Just to be sure: Is LLVM bitcode cross-platform? By which I mean, can the generated IR (".bc") file be distrubuted and interpreted/JITed over various platforms?
If so, how does Clang convert C++ into platform independend code? While in the C++ language itself, preprocessors for determining it's target platform are used before it actually compiles.
LLVM IR can be cross-platform, with the obvious exceptions others have listed. However, that does not mean Clang generates cross-platform code. As you note, the preprocessor is almost universally used to only pass parts of the code to the C/C++ compiler, depending on the platform. Even when this is not done in user code, many system headers include a bit or two that's platform-specific, such as typedef
s. For example, if you compile C code using size_t
to LLVM IR on a platform where size_t
is 32 bit, the LLVM IR now uses i32
for that, and there's no way in hell you can reverse engineer that to fix it.

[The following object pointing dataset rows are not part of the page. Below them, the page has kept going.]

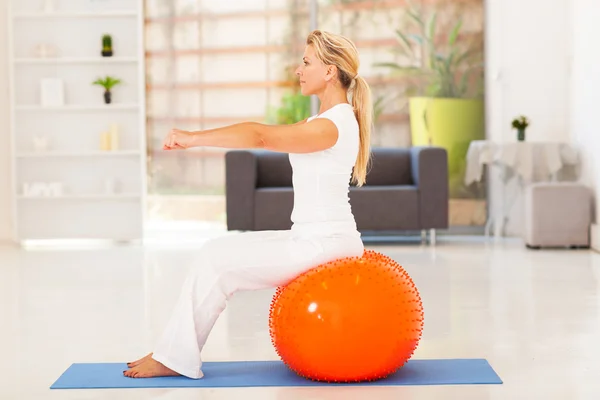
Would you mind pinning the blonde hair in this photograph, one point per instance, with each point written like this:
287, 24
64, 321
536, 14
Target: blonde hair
339, 51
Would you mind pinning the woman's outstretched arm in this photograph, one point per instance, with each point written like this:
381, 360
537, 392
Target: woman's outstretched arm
316, 135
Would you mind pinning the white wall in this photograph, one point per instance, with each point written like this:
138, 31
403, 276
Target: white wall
527, 72
585, 93
5, 182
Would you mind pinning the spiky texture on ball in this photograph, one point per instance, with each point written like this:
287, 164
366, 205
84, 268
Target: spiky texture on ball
349, 320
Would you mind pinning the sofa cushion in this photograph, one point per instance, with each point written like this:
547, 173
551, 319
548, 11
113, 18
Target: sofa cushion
273, 208
390, 166
273, 170
385, 207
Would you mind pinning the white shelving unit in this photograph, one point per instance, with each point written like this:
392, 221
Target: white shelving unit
102, 190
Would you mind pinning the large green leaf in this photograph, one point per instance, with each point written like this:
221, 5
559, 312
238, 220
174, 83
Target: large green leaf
454, 34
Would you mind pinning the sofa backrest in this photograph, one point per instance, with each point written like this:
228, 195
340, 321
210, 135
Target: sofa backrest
389, 166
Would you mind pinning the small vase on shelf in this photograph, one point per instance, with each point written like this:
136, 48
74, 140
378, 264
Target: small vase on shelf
520, 124
107, 83
107, 46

Google's Portable Native Client project (thanks @willglynn for the link), if I understand it correctly, achieves portability by fixing the ABI for all target platforms. So in that sense, it doesn't solve the aforementioned issues: The LLVM IR is not portable to platform with a different ABI. The only reason this is more portable is that the clients provide a layer which matches the PNaCl ABI to the actual ABI. In other words, PNaCl code isn't portable to many platforms, the "PNaCl VM" is.

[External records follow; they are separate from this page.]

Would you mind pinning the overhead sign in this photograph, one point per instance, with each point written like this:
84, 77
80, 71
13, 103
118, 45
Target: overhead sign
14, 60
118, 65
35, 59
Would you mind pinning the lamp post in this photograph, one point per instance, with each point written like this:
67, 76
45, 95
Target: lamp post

So, bottom line: If you're very careful, you can use LLVM IR across multiple platforms, but not without doing significant additional work (which Clang doesn't do) to abstract over the ABI differences.
Given an IR file, can I be sure it could compile to my target?
You can not assume an arbitrary IR file will always be cross-platform, as there are things in a given file that might not be platform-independent. The most notable example is that the IR can contain actual assembler sequences (via module-level or inline assembly segments), but there are other examples - e.g. usage of target specific intrinsics or calling conventions that are only supported on some targets.
Can I generate an IR file that is guaranteed to compile on all targets?
I don't know, but I believe you can, especially if you avoid specifying things like inline assembly, calling conventions, required / preferred ABI for types, etc. It can affect the optimizations the compiler will perform, though.